3) Cross-modal interaction

This module aims to better accomplish multimodal fusion. By designing models that can process and correlate information from different modalities, more information can be provided for classification decisions. The module consists of two parallel multimodal multiscale Transformer (MM_Transformer), and three attention mechanisms are the focus of the module design.27 A self-attention (SA) mechanism was used to filter out important information from a large amount of information and allow us to notice internal correlations in the input features. The multihead attention (MHA) mechanism was designed to enhance the model’s feature extraction and representation learning ability to solve the problem of the limited global view of self-attention due to overfocusing on local information. The co-attention (CA) mechanism was designed to focus more attention on the region where the ECG and SpO2 signals were correlated and to learn the dependencies between different features from multimodal signals.

4) Classification

The output features from the two cross-modal interactions were concatenated, and the mean and standard deviation were obtained through statistical pooling. Then, the mean and standard deviation were spliced into the fully connected layers. Finally, the predicted values for OSA classification were obtained via a Softmax operation.

Experimental Setup and Hyperparameter Settings

All the experiments were conducted on a workstation configured with one GeForce RTX3090 GPU with 24 GB of video memory, an Intel Core I9-10920X CPU with 3.50 GHz and 64 GB of RAM based on PyTorch 1.10.1, CUDA 11.1, and Python 3.8.

Considering the large number of hyperparameters, we used the stochastic search algorithm to find the optimal neural network hyperparameters to reduce the search time while ensuring that the model achieves a certain accuracy rate. Different combinations of learning rates, weight decays, batch sizes, and dropout rates were optimized via the stochastic search algorithm, and the set of hyperparameters with the best overall performance and effective suppression of overfitting was selected as the optimal hyperparameter. Table 1 shows the hyperparameter settings.

Table 1 Hyperparameter Settings

Evaluation Indicators

The value of the model in assisting in the diagnosis and severity grading of OSA was assessed. We evaluated per-segment and per-recording detection. Per-segment detection aimed to divide long-duration ECG signals into 1-min segments, each assigned a label of “normal” or “respiratory event”. Then, we trained the model with the training set and used the model to make predictions for each 1-min segment of the test set. These data were used to calculate the predicted AHI (pred-AHI) as follows: pred-AHI = 60*(the number of segments with “respiratory event”)/(the total number of segments). According to the pred-AHI, each patient’s diagnosis and severity were assessed to obtain per-record detection results.
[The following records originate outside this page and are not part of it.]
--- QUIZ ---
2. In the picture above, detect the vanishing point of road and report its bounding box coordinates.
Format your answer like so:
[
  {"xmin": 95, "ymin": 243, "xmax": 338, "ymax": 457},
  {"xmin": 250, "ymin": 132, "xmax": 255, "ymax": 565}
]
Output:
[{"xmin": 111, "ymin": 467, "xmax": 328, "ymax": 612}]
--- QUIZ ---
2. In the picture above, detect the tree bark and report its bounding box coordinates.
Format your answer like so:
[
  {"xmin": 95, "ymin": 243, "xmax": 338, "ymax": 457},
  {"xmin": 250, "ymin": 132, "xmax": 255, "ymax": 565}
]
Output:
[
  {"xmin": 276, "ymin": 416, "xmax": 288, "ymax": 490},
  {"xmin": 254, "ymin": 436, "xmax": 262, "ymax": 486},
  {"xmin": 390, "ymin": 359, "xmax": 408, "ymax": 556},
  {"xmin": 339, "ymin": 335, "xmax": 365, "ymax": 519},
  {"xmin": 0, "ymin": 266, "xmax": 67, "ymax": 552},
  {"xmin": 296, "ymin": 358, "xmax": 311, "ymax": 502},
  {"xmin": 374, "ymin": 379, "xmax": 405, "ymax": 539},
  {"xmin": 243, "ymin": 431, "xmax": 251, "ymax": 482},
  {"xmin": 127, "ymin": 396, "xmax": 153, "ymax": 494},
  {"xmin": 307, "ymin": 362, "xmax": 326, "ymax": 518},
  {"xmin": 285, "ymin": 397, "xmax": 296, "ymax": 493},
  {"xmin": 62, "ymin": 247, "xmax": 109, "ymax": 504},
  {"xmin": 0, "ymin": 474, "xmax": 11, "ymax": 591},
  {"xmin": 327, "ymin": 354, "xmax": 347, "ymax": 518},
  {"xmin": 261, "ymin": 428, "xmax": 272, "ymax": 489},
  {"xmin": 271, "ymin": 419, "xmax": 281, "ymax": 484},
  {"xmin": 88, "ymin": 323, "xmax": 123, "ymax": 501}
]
The performance of the model was evaluated using the area under the receiver operating characteristic (ROC) curve (AUC), accuracy (Acc), sensitivity (Sen), specificity (Spec), and F1 score (F1).

Statistical Analysis

Statistical analysis was performed with SPSS 22.0 and OriginPro 2021. Continuous variables are presented as medians with interquartile ranges. Categorical variables are presented as numbers with proportions. Differences between groups were compared via t tests or Wilcoxon rank-sum tests. P < 0.05 was set as the threshold for significance. A Bland‒Altman plot was generated to evaluate the consistency of the true-AHI and pred-AHI.

Results

Hospital Dataset Results

The demographics and characteristics of the patients in the hospital dataset are shown in Table 2. The clinical information and PSG metrics were not significantly different between the training, validation, and test sets (all P > 0.05). The balanced distribution of these data reduced bias in the model experiments.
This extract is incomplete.